Gretsch White Falcon With Howard Melnick Of Marqui Adora
The Gretsch White Falcon with a Bigsby Tremolo is a beautiful guitar, as Howard Melnick displays in this video. Howard talks about how the Gretsch is way more than just a rockabilly guitar and labeling it as such is stereotyping a guitar with a beautiful range.
Howard also offers some advice on how to deal with crazy rockabilly artists who want to purloin your guitar.
PATRICK OGLE: Ah, yes.
HOWARD MELNICK: I know your pal there said he all hate Gretsches but how can you not like that, right?

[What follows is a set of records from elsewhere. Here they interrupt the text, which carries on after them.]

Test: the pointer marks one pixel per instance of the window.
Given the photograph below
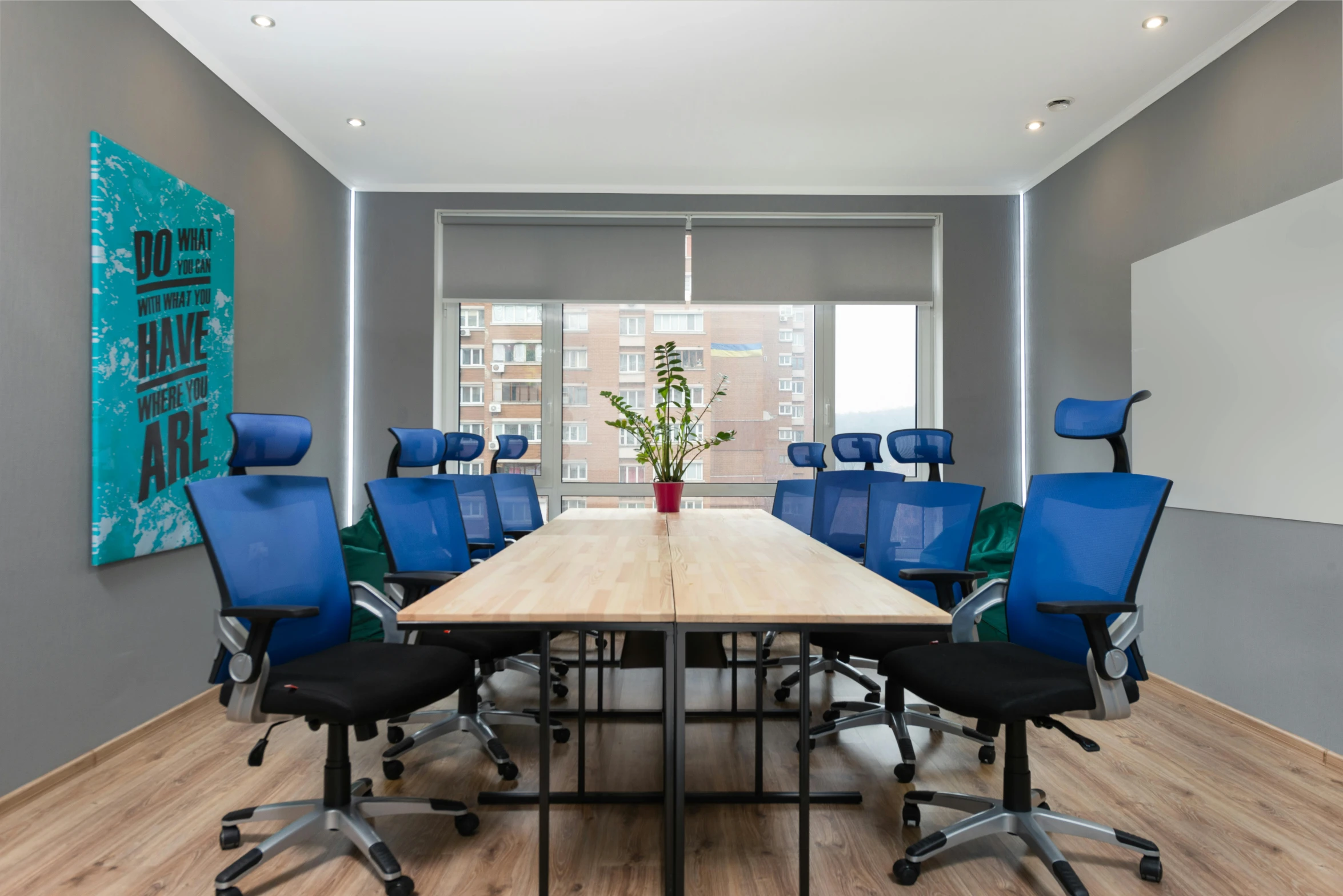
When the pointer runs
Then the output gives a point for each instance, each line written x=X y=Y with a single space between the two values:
x=516 y=315
x=517 y=391
x=574 y=395
x=678 y=323
x=519 y=353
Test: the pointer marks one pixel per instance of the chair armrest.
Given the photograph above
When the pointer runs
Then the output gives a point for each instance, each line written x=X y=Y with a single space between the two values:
x=942 y=582
x=964 y=618
x=245 y=667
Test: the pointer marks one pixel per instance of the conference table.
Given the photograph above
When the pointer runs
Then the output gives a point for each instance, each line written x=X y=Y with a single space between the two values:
x=731 y=570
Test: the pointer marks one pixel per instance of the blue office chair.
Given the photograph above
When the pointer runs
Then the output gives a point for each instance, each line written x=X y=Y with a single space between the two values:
x=922 y=446
x=1076 y=418
x=919 y=534
x=284 y=625
x=1073 y=625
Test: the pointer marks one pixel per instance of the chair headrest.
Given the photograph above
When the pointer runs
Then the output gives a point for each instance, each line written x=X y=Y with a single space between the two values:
x=808 y=454
x=1076 y=418
x=269 y=439
x=511 y=448
x=920 y=446
x=857 y=448
x=418 y=448
x=462 y=446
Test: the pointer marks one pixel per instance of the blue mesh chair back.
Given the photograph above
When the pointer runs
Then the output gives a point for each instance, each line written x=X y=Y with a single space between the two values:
x=840 y=510
x=808 y=454
x=922 y=446
x=422 y=523
x=1084 y=537
x=793 y=502
x=267 y=439
x=480 y=510
x=920 y=526
x=415 y=448
x=857 y=448
x=520 y=507
x=1076 y=418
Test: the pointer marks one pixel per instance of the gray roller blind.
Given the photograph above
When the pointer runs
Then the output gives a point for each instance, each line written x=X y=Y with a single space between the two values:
x=637 y=259
x=804 y=262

PATRICK OGLE: Yeah. That's a pretty fabulous looking guitar and it looks cool. Problem is I'm in here and I'm like kind of jammed up in here with my, you know. But yeah, that is a beautiful guitar. Now, what do you use this for? Is this -- I mean is this a similar guitar soundwise to like the 335 or --
HOWARD MELNICK: No. It's actually very subtle. Yeah, you do have a little bit of feedback problems in here but it's just very warm. It's not harsh in anyway. The clean is clean, and if you want it to be distorted and dirty, it can do it. It's just a very versatile guitar and it doesn't look half bad either. It has got what I like is the -- just this unique tremolo, the Bigsby tremolo that you just, you know, you can't really get that sound out of like, say a Floyd Rose or anything like that .But I used to play this quite a lot in Fashionista and I used it a little bit here and there with Marqui Adora but yeah I used this just so I don't have to change guitars because I can go get my Fender clean sounds or just a raunchy Gibson dirty sound, so.
PATRICK OGLE: When I think Gretsch, a lot of times I do think rockabilly.
HOWARD MELNICK: And I hate that.
PATRICK OGLE: [LAUGHING]
HOWARD MELNICK: And I hate that. Actually because of this guitar I kind of retired for a while because I had some jacked up, methed out rockabilly dude running up to me after Fashionista played and was wanted me to join his band, and I'm like, "Dude, I don't like that kind of music," and just would not leave me alone.
PATRICK OGLE: He thought you were Brian Setzer or something?
HOWARD MELNICK: Right, and you know, and he just kept talking about the guitar. The more he talked about it made me that much more paranoid that he actually was going to jack it from me and, you know, I'd never see it again. So, you can only imagine my paranoia there.